Complexity of Java 7's current Lambda proposal? (August 2010)
Modulo some scope-disambiguation constructs, almost all of these methods follow from the actual definition of a lambda abstraction:
λx.E
To answer your questions in order:
I don't think there are any particular things that make the proposals by the Java community better or worse than anything else. As I said, it follows from the mathematical definition, and therefore all faithful implementations are going to have almost exactly the same form.
Anonymous first-class functions bolted onto imperative languages tend to end up as a feature that some programmers love and use frequently, and that others ignore completely - therefore it is probably a sensible choice to give it some syntax that will not confuse the kinds of people who choose to ignore the presence of this particular language feature. I think hiding the complexity and particulars of implementation is what they have attempted to do by using syntax that blends well with Java, but which has no real connotation for Java programmers.
It's probably desirable for them to use some bits of syntax that are not going to complicate existing definitions, and so they are slightly constrained in the symbols they can choose to use as operators and such. Certainly Java's insistence on remaining backwards-compatible limits the language evolution slightly, but I don't think this is necessarily a bad thing.
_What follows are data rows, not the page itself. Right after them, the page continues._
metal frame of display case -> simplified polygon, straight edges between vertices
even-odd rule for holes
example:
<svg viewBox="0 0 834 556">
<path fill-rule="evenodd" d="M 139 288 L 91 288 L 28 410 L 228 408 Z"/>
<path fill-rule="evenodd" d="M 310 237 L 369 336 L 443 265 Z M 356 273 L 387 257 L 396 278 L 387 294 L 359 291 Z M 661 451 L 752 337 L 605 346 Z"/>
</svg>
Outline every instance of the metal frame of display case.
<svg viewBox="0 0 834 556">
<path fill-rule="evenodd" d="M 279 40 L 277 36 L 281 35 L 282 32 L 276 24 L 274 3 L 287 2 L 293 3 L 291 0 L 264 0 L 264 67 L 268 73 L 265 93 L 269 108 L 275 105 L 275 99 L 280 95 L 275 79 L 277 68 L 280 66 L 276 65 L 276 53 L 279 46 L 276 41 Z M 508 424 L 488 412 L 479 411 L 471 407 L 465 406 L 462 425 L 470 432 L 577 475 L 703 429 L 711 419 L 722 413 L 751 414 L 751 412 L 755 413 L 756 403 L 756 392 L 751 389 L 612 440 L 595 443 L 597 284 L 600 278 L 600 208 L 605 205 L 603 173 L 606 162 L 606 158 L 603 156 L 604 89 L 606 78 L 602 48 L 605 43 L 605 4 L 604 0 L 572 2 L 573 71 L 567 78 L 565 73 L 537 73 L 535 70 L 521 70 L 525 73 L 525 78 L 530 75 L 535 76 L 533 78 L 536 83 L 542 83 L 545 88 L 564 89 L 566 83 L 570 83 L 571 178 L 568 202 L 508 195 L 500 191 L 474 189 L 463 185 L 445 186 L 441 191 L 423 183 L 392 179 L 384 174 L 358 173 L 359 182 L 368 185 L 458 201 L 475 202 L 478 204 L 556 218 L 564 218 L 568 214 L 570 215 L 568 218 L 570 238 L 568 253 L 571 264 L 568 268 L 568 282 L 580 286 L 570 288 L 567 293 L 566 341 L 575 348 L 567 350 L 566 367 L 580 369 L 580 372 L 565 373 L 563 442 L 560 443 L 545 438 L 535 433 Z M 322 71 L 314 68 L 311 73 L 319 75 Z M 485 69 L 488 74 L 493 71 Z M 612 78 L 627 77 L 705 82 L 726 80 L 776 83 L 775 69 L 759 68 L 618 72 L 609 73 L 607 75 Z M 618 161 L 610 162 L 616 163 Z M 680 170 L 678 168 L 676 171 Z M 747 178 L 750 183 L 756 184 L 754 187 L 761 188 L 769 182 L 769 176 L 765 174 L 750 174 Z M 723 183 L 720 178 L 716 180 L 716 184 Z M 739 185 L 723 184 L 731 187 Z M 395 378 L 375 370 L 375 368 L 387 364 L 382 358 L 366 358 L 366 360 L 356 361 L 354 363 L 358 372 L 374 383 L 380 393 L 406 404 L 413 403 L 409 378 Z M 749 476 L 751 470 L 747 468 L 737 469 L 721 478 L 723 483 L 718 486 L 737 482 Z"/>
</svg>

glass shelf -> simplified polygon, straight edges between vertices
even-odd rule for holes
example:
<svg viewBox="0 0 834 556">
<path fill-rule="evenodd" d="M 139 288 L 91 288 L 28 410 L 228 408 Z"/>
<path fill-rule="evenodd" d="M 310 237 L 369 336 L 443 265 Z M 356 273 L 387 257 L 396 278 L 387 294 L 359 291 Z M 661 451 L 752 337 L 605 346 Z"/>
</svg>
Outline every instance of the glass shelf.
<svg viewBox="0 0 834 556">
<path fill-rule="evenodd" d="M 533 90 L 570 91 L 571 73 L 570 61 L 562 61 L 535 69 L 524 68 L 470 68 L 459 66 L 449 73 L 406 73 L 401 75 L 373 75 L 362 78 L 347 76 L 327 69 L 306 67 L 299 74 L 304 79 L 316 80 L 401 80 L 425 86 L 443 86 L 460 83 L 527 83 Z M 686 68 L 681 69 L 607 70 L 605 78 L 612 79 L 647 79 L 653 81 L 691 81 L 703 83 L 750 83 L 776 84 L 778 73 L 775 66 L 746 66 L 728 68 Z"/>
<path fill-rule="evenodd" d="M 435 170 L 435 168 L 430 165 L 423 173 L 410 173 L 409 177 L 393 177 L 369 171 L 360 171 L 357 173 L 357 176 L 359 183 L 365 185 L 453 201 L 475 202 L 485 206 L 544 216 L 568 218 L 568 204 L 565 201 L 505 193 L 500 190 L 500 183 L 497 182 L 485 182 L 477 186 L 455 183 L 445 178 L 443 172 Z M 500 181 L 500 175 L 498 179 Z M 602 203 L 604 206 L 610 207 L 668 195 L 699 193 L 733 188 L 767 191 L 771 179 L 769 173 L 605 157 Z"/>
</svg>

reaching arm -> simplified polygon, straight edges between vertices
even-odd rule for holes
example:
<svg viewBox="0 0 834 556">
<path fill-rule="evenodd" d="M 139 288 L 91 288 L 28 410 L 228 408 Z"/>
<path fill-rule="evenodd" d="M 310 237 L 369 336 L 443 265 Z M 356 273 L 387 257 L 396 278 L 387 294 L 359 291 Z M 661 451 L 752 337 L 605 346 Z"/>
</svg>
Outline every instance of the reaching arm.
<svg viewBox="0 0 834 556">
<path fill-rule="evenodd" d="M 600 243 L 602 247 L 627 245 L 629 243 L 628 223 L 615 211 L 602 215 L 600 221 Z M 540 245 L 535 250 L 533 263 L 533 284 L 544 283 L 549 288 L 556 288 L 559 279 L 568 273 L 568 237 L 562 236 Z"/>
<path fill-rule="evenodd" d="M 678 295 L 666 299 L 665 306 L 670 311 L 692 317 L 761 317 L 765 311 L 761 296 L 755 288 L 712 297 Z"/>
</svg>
The PHP approach is at the other end of the spectrum (i.e. "let's break everything every time there is a new point release!"). I don't think that Java's evolution is inherently limited except by some of the fundamental tenets of its design - e.g. adherence to OOP principles, VM-based.
I think it's very difficult to make strong statements about language evolution from Java's perspective. It is in a reasonably unique position. For one, it's very, very popular, but it's relatively old. Microsoft had the benefit of at least 10 years worth of Java legacy before they decided to even start designing a language called "C#". The C programming language basically stopped evolving at all. C++ has had few significant changes that found any mainstream acceptance. Java has continued to evolve through a slow but consistent process - if anything I think it is better-equipped to keep on evolving than any other languages with similarly huge installed code bases.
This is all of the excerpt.